Intergeo 2016 introduced many integrated, multisensory systems designed to collect more data at any one time. Thinking on this, I used the proceeding post to ask what we might value most in a 3D capture system, and the answer is fit-for-purpose data at the greatest possible speed.
But how might a system achieve this?
Be Fit For Purpose
The market is recognizing that the most productive system is the one that is fit for purpose. Navvis, Geoslam, DotProduct and Viametris all continue to show a strong presence at Intergeo. These companies offer solutions with sensors that may not meet engineering requirements, but in terms of knowing ‘what,’ ‘where,’ ‘how big,’ and ‘how quickly,’ they do a good job.
Speed up Production
I had a discussion over lunch at Intergeo with Wayne Szameitat from Teledyne Optech, and Wayne was excitedly describing how he used the Maverick mobile mapping system <insert link to announcement> to produce data quickly. He explained that he drove home one day collecting data with the system on top of his car, set his laptop processing the data over dinner time. Before needing to clear dishes away, he had a georeferenced pointcloud.

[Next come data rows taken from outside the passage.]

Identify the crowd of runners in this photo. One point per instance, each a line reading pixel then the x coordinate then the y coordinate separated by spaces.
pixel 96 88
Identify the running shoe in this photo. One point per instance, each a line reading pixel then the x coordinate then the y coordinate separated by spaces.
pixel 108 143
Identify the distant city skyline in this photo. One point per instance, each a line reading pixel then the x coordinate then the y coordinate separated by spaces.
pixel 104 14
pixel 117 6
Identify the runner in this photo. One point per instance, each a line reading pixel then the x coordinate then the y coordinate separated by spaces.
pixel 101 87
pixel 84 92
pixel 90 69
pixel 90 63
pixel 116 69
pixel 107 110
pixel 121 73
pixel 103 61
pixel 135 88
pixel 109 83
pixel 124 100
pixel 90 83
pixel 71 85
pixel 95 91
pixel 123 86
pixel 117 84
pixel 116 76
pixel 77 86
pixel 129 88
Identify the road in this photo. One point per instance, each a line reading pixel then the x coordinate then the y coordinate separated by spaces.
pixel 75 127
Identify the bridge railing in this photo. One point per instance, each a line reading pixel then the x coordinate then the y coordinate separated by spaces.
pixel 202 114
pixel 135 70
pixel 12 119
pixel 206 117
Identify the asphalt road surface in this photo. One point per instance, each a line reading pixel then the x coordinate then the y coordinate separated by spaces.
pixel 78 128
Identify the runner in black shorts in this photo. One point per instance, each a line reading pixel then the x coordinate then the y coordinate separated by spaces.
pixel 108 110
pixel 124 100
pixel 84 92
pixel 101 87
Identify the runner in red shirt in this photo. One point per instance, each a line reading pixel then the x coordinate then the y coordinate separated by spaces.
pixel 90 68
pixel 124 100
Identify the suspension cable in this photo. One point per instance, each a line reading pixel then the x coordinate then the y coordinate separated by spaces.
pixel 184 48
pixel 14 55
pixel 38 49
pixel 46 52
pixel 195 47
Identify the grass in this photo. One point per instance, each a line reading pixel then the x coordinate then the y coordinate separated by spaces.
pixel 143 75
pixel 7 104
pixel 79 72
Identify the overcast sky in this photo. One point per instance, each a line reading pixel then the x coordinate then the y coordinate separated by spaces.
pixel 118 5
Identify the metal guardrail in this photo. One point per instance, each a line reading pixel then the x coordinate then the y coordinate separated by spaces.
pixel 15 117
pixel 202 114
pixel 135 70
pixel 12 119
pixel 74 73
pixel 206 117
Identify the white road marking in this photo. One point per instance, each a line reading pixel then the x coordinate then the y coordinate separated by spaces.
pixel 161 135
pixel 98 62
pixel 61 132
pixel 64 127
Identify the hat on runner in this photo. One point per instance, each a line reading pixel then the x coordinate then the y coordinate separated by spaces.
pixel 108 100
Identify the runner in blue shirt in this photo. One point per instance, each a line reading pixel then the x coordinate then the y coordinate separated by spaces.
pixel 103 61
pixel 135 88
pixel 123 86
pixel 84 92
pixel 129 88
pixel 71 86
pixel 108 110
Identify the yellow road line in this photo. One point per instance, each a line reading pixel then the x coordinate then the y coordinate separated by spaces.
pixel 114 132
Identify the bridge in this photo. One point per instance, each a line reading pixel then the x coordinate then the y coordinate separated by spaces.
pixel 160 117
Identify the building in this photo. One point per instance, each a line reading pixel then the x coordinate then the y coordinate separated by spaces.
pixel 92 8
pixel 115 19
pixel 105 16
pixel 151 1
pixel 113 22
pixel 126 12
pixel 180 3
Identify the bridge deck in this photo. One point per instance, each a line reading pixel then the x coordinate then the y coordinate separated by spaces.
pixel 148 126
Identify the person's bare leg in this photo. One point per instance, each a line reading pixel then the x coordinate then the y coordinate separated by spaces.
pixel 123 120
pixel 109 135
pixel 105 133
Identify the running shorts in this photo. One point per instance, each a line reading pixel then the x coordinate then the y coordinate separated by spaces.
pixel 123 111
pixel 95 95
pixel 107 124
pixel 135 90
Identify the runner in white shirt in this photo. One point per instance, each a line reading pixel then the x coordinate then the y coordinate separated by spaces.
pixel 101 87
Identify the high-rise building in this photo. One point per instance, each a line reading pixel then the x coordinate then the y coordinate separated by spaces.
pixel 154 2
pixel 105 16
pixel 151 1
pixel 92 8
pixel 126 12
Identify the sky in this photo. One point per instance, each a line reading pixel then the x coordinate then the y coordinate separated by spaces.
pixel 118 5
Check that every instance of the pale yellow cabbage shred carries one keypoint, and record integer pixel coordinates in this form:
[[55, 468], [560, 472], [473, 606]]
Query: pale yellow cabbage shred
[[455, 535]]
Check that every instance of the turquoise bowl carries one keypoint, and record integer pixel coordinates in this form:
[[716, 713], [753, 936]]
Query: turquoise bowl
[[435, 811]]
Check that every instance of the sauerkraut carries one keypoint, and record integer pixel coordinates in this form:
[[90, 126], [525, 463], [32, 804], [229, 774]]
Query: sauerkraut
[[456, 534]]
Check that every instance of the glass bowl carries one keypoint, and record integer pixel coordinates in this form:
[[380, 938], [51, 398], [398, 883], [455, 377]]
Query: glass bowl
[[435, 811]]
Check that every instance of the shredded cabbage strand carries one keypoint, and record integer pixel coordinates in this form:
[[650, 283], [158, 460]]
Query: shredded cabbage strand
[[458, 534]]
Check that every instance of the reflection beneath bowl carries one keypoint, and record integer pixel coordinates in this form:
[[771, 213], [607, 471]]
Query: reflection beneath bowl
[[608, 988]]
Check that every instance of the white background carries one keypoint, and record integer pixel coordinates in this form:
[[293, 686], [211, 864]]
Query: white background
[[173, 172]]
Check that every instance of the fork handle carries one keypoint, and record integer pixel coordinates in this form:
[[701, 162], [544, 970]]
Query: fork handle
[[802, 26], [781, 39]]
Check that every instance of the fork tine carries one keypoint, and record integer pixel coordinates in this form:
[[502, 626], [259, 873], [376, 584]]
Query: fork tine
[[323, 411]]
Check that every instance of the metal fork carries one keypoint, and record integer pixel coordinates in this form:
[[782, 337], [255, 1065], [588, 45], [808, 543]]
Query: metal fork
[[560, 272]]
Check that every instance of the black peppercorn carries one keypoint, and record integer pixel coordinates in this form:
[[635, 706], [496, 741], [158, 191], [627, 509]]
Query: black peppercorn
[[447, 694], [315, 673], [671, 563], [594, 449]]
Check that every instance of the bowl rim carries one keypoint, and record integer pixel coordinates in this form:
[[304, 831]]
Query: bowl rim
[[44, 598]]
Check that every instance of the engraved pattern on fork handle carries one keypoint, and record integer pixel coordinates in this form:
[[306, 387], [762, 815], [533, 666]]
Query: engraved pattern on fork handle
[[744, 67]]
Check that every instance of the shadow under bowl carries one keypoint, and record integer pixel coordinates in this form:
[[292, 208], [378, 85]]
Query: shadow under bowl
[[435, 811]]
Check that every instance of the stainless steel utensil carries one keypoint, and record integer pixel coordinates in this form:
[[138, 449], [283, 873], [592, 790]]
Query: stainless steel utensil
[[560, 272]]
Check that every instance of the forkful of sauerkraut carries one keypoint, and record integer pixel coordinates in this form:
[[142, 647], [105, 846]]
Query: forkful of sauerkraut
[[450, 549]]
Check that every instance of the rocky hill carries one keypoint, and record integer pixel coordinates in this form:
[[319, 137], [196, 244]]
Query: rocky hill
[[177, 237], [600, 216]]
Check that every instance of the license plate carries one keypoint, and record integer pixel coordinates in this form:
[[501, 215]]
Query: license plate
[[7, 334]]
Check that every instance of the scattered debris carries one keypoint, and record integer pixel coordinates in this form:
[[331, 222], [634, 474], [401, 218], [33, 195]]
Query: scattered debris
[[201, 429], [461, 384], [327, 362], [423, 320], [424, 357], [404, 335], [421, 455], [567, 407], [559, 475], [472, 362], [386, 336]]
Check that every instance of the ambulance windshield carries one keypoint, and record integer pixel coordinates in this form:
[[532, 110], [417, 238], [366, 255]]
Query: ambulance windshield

Optech’s Maverick mobile scanner
There might be higher-grade components available than those used in the Maverick, but this type of system might fulfill some typical two-inch mapping specifications if deployed in a well-controlled project. The big sell here is its software and data-processing capabilities, which combine with its portable characteristics to lead to speed in deployment.
It may not be the most accurate, but this will be a productive system for collecting data that is fit-for-purpose for asset management.

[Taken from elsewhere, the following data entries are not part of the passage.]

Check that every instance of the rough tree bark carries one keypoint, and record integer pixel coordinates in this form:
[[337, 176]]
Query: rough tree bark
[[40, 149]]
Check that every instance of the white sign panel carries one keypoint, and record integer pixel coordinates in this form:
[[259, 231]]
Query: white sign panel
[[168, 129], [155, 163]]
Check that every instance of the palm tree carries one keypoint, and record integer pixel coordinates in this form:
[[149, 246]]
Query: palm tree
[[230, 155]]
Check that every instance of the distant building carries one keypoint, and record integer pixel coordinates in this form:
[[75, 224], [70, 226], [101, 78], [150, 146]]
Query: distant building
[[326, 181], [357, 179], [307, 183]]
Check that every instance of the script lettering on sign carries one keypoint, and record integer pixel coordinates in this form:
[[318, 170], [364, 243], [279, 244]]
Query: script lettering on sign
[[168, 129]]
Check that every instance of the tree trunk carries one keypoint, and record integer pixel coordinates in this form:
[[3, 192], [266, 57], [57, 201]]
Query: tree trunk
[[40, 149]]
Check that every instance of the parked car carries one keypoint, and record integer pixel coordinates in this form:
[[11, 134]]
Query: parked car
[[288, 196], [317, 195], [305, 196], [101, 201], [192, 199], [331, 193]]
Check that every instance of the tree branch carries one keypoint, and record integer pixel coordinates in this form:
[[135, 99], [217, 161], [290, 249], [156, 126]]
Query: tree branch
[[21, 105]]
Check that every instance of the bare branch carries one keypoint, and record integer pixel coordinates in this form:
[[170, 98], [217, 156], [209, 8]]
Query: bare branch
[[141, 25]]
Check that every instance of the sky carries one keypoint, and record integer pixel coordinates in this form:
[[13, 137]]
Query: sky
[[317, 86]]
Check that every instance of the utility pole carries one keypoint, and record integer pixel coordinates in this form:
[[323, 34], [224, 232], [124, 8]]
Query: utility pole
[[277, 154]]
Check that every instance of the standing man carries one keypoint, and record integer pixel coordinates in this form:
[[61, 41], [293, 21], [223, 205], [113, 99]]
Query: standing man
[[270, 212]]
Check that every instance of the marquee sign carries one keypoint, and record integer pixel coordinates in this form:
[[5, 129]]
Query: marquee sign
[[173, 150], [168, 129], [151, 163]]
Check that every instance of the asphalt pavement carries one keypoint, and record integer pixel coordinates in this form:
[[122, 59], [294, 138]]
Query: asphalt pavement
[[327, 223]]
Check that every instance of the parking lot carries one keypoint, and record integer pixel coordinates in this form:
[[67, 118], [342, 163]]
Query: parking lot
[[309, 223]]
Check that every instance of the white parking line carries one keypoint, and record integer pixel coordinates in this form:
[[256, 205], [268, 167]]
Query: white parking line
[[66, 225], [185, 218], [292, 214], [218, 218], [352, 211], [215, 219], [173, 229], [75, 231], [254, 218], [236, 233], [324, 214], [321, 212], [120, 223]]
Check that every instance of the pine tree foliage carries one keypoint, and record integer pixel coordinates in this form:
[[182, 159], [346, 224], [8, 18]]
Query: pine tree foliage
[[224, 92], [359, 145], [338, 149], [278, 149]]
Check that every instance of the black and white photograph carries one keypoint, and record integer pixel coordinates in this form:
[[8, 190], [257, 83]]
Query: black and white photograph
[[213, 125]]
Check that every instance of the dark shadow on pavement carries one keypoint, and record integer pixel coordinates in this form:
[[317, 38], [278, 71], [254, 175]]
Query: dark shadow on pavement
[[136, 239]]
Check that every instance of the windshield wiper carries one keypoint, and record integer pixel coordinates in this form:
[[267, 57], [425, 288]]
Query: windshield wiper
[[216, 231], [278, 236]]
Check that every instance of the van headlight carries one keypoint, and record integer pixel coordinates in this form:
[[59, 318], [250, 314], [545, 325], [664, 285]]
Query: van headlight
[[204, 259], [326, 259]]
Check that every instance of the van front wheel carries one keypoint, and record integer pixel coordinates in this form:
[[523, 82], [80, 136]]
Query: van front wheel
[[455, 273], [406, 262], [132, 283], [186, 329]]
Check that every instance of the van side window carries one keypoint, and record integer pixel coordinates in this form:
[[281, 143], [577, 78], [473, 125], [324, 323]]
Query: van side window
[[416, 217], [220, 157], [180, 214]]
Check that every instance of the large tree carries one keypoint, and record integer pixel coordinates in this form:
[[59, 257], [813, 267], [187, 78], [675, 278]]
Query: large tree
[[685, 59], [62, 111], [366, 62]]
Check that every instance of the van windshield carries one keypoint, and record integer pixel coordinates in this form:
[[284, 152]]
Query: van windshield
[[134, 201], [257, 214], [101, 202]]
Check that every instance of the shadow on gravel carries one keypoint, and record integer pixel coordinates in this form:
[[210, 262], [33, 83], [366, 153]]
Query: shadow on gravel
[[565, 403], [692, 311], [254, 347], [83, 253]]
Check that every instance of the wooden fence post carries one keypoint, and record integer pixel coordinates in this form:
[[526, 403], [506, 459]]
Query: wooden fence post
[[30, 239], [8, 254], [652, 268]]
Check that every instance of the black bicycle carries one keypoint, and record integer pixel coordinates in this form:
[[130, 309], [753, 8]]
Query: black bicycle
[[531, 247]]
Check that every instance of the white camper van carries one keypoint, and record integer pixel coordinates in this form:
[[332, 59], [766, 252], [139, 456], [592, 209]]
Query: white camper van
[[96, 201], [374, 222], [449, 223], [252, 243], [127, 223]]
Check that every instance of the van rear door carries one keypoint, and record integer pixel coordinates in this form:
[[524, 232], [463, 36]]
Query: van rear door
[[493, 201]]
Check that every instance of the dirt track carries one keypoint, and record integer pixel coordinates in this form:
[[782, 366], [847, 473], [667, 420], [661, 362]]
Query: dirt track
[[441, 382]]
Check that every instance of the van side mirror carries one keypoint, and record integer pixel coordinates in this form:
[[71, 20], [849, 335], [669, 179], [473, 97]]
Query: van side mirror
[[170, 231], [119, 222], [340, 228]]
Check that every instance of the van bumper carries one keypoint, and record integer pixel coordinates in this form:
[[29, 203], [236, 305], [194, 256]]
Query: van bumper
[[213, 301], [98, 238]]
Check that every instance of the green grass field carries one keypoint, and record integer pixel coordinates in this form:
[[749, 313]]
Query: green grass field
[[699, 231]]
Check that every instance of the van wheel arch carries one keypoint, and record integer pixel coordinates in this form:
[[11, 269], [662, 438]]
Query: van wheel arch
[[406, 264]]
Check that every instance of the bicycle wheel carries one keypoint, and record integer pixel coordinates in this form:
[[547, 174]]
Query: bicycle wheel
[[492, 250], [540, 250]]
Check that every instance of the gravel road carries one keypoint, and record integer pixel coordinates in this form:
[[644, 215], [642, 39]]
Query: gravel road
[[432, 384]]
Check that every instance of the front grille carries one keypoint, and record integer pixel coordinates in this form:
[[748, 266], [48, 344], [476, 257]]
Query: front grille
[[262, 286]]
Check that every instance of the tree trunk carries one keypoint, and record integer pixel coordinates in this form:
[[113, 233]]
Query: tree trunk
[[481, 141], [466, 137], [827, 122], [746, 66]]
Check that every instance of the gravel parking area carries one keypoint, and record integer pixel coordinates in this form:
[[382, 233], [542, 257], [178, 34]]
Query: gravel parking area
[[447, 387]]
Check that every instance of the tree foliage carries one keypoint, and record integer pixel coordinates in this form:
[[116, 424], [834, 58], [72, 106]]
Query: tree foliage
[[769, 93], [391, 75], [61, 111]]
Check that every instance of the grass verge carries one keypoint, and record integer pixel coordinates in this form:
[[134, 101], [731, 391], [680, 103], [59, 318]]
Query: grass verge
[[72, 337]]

Should all new systems include multiple sensors?
It could be assumed that to increase efficiency and production, you should develop systems that incorporate multiple sensors. Not necessarily. Efficiency and production can also be achieved through re-designing traditionally configured systems to collect increased volumes of data.
A great example of taking a new approach to the design and engineering of the terrestrial laser scanner comes from the company that yet again had the most imaginative stand at Intergeo, Zoller + Fröhlich. Their new Z+F IMAGER 5016 terrestrial scanner has been designed to be easier to lift, handle and position by the operator than previous models, in addition to collecting data over an increased range of field-of-view. These factors lead to quicker setup times, over fewer scanning positions across a site, and thus improve the factors of production and efficiency—all without adding extra sensors. I have yet to see published accuracy specifications for the system, but perhaps these will be improved too?
The Z+F IMAGER 5016
Finally, RIEGL announced their Mini-VUX1UAV sensor. Lighter than the company’s previous offering for the UAV market, it incorporates waveform digitizing functionality and is advertised to be suitable for snow and ice applications. From the point of view of increasing productivity, these characteristics enable users to again exploit UAVs to be collect data that might not have been accessible before.
If it has not been already, I wonder how soon it might be before this system is deployed at a location such as Antarctica, where project budgets might not extend far enough to convince manned aerial survey vehicles to deviate from their usual region to undertake specialist sorties?
RIEGL’s mini-VUX1UAV system
Conclusion: Value is the function of production and efficiency
Project time savings add up to significant dollar values. Whether a system has been designed that is composed of lower-grade components that reliably collects data that is fit-for-purpose, or if an re-engineering effort has been invested to collect more data, what matters is not price. What matters is the value of the time that it creates on the project.